Para se ter uma idéia, para recuperação e regeneração é necessária a separação da borracha vulcanizada de outros componentes (como metais e tecidos, por exemplo). Depois, os pneus são cortados em lascas e purificados por um sistema de peneiras. As lascas são moídas e depois submetidas à digestão em vapor d’água e produtos químicos, como álcalis e óleos minerais, para desvulcanizá-las. O produto obtido pode ser então refinado em moinhos até a obtenção de uma manta uniforme ou extrudado para obtenção de grânulos de borracha.
"É muito difícil reciclar pneus. Coisa que não
acontece com garrafas pet ou latinhas, por exemplo. As pessoas sempre
querem ter latinha em casa. Primeiro, porque tem boa
saída no mercado, é fácil de vender. E segundo porque não ocupa tanto espaço
como acontece com os pneus. Esse também é um dos motivos que faz com que
quem não tem consciência ambiental descarte o objeto em qualquer lugar"
.
Legislação
O Conselho Nacional de Meio Ambiente (Conama) instituiu em 1999 uma resolução que
proíbe o descarte de pneus em rios, aterros sanitários, lagos, terrenos baldios, assim
como a queima desses objetos em céu aberto.
O Brasil também impede a importação de pneus reformados para reduzir os volumes de resíduos. Isso porque, o esse tipo de pneumático tem um ciclo de vida útil menor. O de um carro de passeio, por exemplo, só pode ser reutilizado uma vez. A defesa da legislação é que, caso o pneu reformado na Europa, por exemplo, seja exportado para o Brasil, ele, depois de usado, se transformará em lixo, sem possibilidade de reforma.
"A resolução do Conama tem peso de lei. E ainda assim a gente vê a dificuldade de se fazer
ela cumprir. As pessoas precisam se conscientizar para evitar problemas ainda maiores
do que os que a gente tem com o meio ambiente"
, analisa Gisele.
O que pode ser feito para o meio ambiente?
- Antes de entregar seus pneus inutilizados ao Ecoponto, os mantenha em lugar abrigado e cubra-os para evitar que a água entre e se acumule. Pequenas ações como essa ainda podem evitar doenças.
- Siga a lei e não jogue pneus em qualquer lugar. Pense que há entidades interessadas na reciclagem. Os benefícios? Para cada meio quilo de borracha feita de materiais reciclados, são economizados cerca de 75% a 80% da energia necessária para produzir a mesma quantidade de borracha virgem (nova); se economiza petróleo (uma das fontes de matéria-prima) e se reduz o custo final da borracha em mais de 50%.

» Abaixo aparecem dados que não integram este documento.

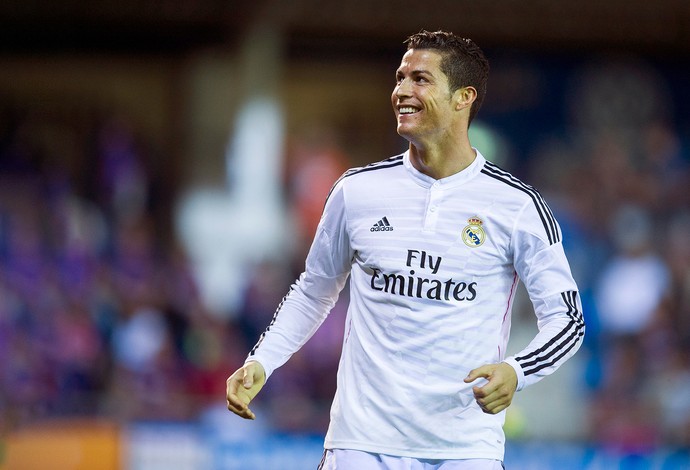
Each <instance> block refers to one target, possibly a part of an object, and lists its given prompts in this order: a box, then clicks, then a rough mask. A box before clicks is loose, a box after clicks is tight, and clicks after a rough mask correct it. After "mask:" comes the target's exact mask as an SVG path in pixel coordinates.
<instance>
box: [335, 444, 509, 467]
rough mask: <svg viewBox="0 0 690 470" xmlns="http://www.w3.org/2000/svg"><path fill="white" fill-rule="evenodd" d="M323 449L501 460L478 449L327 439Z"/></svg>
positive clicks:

- Não ponha fogo em pneus. Queimados, podem causar incêndios, pois cada um é capaz de ficar em combustão por mais de um mês, liberando mais de dez litros de óleo no solo, contaminando a água do subsolo e aumentando a poluição do ar. Essa prática também é proibida pela legislação ambiental
- Reduzir o consumo dos pneus, mantendo-os adequadamente cheios e alinhados, também é uma boa idéia. Faça rodízio e balanceamento a cada dez mil quilômetros e procure usar pneus com tiras de aço, que têm uma durabilidade 90% maior do que o normal.